Immigration : un mariage forcé à l’issue fatale

Nous sommes tous détenteurs d’un droit fondamental : celui de choisir celui ou celle avec qui nous voulons partager notre vie. Mais aussi choquant que celui puisse paraître, en France, ce droit individuel nous est nié en tant que peuple.
Tribune de Jean Messiha et Frédéric Amoudru.

Depuis des années, une franche majorité de Français, pourtant attachée au « vivre ensemble », dit son refus d’un « vivre avec tous et de partout ». Devant l’inquiétude voire la colère de tant de nos concitoyens face à la submersion migratoire du Maghreb, d’Afrique noire et du Moyen-Orient, on nous oppose un péremptoire « calmez-vous, vous verrez, tout va bien se passer ».
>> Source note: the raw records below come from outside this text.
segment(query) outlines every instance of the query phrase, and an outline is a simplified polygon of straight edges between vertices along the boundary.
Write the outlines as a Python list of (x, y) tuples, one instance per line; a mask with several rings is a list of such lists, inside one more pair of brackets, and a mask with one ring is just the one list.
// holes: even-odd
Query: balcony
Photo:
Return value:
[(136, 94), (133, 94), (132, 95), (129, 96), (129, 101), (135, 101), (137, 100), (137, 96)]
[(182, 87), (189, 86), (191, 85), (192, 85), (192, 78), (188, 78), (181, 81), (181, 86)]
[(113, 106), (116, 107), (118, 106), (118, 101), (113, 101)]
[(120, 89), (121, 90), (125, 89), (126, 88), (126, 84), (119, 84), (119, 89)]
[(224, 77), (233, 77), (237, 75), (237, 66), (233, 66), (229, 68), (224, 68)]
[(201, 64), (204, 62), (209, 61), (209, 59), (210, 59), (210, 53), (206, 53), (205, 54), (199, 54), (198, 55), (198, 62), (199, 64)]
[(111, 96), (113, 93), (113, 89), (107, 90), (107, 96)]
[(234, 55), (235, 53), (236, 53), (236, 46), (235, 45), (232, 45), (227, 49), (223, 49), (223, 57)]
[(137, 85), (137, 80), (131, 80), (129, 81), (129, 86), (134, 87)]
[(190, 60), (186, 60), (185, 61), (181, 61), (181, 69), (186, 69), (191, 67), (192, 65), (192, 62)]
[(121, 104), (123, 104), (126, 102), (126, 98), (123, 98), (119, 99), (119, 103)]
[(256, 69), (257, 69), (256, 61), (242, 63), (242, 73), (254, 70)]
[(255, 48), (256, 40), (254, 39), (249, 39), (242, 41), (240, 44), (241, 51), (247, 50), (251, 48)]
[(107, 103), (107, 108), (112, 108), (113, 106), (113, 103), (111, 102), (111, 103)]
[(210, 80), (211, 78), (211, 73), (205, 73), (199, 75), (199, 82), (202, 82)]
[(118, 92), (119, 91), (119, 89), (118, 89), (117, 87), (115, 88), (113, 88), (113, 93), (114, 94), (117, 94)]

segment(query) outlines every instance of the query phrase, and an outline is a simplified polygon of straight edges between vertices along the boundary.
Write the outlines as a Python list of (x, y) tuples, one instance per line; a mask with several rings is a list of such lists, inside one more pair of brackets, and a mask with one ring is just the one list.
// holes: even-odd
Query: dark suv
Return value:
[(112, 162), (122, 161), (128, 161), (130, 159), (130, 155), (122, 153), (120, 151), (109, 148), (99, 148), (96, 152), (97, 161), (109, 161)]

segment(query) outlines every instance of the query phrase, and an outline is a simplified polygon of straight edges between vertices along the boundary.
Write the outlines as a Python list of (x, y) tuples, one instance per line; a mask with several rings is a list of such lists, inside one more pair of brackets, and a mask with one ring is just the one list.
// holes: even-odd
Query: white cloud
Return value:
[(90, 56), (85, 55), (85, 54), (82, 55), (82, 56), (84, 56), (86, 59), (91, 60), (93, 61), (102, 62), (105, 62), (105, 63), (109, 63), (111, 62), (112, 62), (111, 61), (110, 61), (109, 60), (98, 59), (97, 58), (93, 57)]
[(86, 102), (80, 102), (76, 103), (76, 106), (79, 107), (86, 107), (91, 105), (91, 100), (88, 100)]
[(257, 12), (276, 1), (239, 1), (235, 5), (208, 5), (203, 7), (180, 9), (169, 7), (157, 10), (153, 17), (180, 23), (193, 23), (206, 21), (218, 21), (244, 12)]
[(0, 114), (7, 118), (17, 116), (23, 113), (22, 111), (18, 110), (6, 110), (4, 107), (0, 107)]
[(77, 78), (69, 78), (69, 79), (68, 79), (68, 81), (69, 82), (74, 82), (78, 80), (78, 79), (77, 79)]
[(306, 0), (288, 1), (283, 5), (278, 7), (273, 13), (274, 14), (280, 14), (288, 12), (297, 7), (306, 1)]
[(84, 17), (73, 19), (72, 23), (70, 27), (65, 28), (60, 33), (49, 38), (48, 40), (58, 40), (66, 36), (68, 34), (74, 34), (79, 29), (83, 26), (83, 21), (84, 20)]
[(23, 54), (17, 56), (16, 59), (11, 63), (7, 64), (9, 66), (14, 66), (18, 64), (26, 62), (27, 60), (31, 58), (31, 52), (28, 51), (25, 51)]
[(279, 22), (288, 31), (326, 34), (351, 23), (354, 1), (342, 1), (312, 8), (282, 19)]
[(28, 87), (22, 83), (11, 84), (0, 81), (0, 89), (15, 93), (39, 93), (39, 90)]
Dans le courant des années 80 tout commence à ne plus bien se passer. Et à mesure que le temps passe et que l’invasion se poursuit, cela se passe de moins en moins bien. Violences, délinquance, séparatisme, islamisme, terrorisme : le cocktail Molotov des immigrations non-assimilées, parce qu’inassimilables car trop nombreuses, explose tous les jours et partout en France.

Les réponses des élites immigrationnistes sont toujours les mêmes :

Davantage de « pognon de dingue » pour les cités remplacées ;
Davantage de profs, d’éducateurs, de médiateurs, de travailleurs sociaux pour les populations en sécession ;
Davantage de policiers de proximité pour jouer au ballon et faire ami-ami avec les racailles.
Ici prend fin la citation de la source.